Empfehlungen für Interessenten:
- Sorgfältige Wohnungsbesichtigung: Nehmen Sie sich viel Zeit für die Besichtigung und prüfen Sie die Wohnung auf bestehende Mängel.
- Detailliertes Übergabeprotokoll: Bestehen Sie bei der Wohnungsübergabe auf ein lückenloses Protokoll. Dokumentieren Sie jeden noch so kleinen Mangel schriftlich und machen Sie zusätzlich datierte Fotos oder Videos.
- Mietvertrag genau prüfen: Lesen Sie den Mietvertrag sorgfältig, insbesondere die Klauseln zu Schönheitsreparaturen, Renovierungspflichten und der Handhabung der Mietkaution.
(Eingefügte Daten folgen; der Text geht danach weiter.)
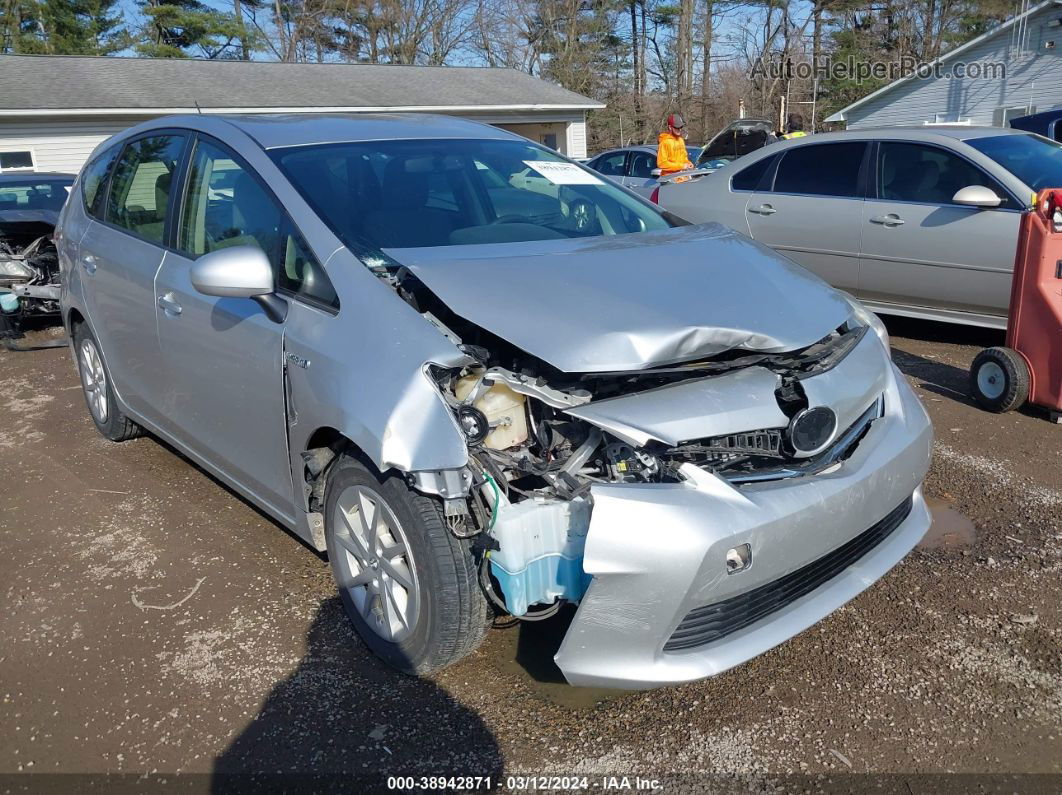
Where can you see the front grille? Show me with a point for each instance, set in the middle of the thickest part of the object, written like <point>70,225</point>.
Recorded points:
<point>712,622</point>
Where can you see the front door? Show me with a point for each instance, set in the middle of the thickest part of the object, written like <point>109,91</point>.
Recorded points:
<point>921,248</point>
<point>812,211</point>
<point>119,258</point>
<point>639,172</point>
<point>223,357</point>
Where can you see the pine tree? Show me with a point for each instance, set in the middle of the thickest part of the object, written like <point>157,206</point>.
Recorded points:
<point>62,27</point>
<point>177,29</point>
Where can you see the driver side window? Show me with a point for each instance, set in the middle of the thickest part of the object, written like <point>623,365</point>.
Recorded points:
<point>913,172</point>
<point>226,206</point>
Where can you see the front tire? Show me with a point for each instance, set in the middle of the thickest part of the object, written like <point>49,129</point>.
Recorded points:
<point>408,585</point>
<point>99,394</point>
<point>999,379</point>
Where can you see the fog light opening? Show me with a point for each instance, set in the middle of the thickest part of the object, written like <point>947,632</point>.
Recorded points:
<point>738,558</point>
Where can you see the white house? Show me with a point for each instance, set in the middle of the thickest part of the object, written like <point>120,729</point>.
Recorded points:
<point>54,109</point>
<point>1012,70</point>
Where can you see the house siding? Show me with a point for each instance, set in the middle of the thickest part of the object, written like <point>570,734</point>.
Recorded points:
<point>1033,76</point>
<point>65,144</point>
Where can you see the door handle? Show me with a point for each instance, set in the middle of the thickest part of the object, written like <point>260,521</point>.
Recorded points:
<point>891,220</point>
<point>169,305</point>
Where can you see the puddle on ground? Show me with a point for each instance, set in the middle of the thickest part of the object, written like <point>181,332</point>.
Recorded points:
<point>527,650</point>
<point>949,530</point>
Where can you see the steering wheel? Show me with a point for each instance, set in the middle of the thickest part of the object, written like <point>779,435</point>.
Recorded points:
<point>582,213</point>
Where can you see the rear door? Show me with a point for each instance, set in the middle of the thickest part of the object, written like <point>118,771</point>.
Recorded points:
<point>921,248</point>
<point>119,257</point>
<point>812,210</point>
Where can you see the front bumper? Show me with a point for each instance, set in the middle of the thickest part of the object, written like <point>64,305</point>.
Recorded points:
<point>657,551</point>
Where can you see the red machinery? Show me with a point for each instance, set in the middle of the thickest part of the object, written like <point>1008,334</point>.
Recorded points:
<point>1030,366</point>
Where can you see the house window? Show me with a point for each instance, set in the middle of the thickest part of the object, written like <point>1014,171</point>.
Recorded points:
<point>20,160</point>
<point>949,119</point>
<point>1001,116</point>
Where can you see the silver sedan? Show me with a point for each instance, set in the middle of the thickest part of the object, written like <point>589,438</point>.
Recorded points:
<point>481,391</point>
<point>919,222</point>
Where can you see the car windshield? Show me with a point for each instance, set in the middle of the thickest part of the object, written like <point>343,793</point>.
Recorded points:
<point>1033,159</point>
<point>34,194</point>
<point>416,193</point>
- Kommunikation schriftlich führen: Führen Sie wichtige Kommunikation, insbesondere Mängelanzeigen oder Kündigungen, immer schriftlich (per E-Mail mit Lesebestätigung oder per Einschreiben), um einen Nachweis zu haben.
Zusammenfassend lässt sich sagen, dass die WOGEWA ein Immobilienmakler und -verwalter mit zwei Gesichtern ist. Auf der einen Seite ein wichtiger, die Stadt prägender Anbieter von Wohnraum, auf der anderen Seite ein Unternehmen, bei dem Mieterrechte und Kundenservice nach den Erfahrungen vieler Kunden nicht immer an erster Stelle stehen. Eine Zusammenarbeit kann funktionieren, erfordert aber von Mieterseite ein hohes Maß an Sorgfalt, Dokumentation und im Zweifelsfall auch Hartnäckigkeit.